Unfortunately, these aren't high-visibility questions, and earn meager reps of +0...+2 . And sometimes include long drawn out comment-help-sessions.

  • Personally, I won't touch these with a 20-foot pole. Good on ya, it's relieving in a way to hear that some people actually like participating in these.
    – Aarobot
    Commented May 20, 2010 at 14:09
  • I feel that everyone has to start somewhere. But when someone is way over their head like - "How do I build Wikipedia from scratch in two weeks? I don't know how to program." - I run away fast!
    – rlb.usa
    Commented May 20, 2010 at 14:15

I've noticed my answers are the best when the question is clear and well-phrased. Most of the time, the person with the question just needs that one little hint, and then everything is beautiful again, apart from the hair pulling or cat skinning.

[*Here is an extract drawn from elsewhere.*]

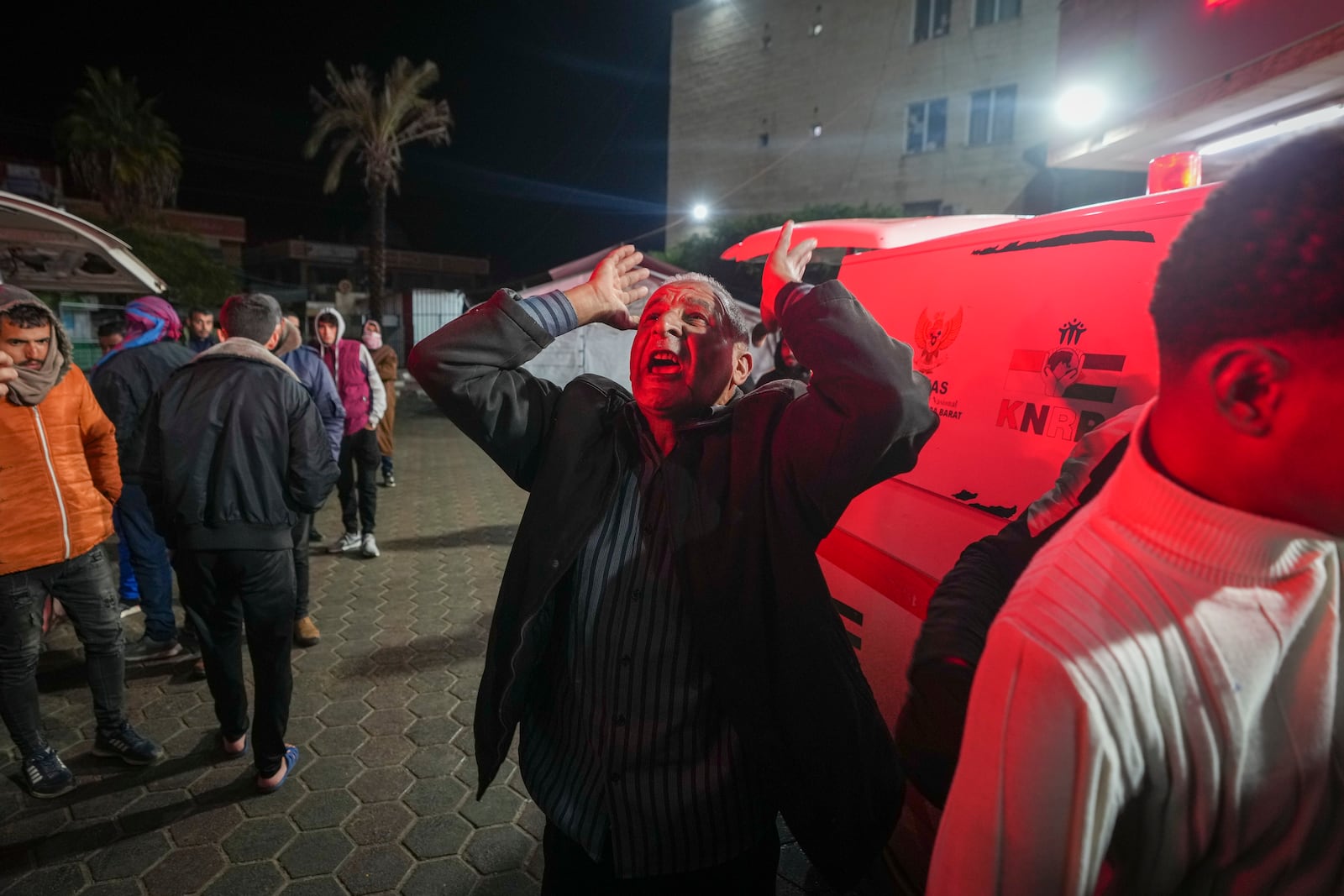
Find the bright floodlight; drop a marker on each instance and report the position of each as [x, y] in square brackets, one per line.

Also, posting example/pseudo code is a very useful tool to explain your intentions.


I like clear, precise questions. It helps a lot if the asker shows that they have gone to some effort to look for an answer, though I don't consider this mandatory - sometimes you just need another person's insight to get the right Google terms. It doesn't matter whether they are low-level ("what does this funny error mean?") or high-level ("what sort of algorithm should I use for this problem?").

  • +1 for clear and precise! When asker takes time asking, I feel compelled to spend more time answering. 8-]
    – rlb.usa
    Commented May 20, 2010 at 14:08

I like the unrelated ones the best ;) Like this one when it popped out on SO.

Ok, seriously.

I like when author of the question expects me to drop in some link and say: "use this, I did."

And I like the crazy ones that You have to think something out (like one question I once answered about "captcha equivalent")


I like questions where the asker experiences a WTF problem and I can come in say, "Oh, I had that problem too. It's crazy, right? Here's a solution/work-around."


Any question about a language or framework or API that I'm currently studying. I may not always know the answer but the very act of researching the answer is valuable to learning.

Currently that makes XNA questions the ones that bring out the best in me


I wouldn't exactly say I like them, but I certainly learn a lot from questions and answers that test my patience and (as my mother would say) "builds character!"


OK - here's my summary: it seems like the most common feature is questions that are:

  1. Clear
  2. Where the author has shown some effort to investigate themselves and
  3. Questions that really make you think.

The last one seemed, to me, to come back in almost every answer - that you like a real challenge.

Thanks for all the responses.

Please feel free to correct this summary or add your own comments!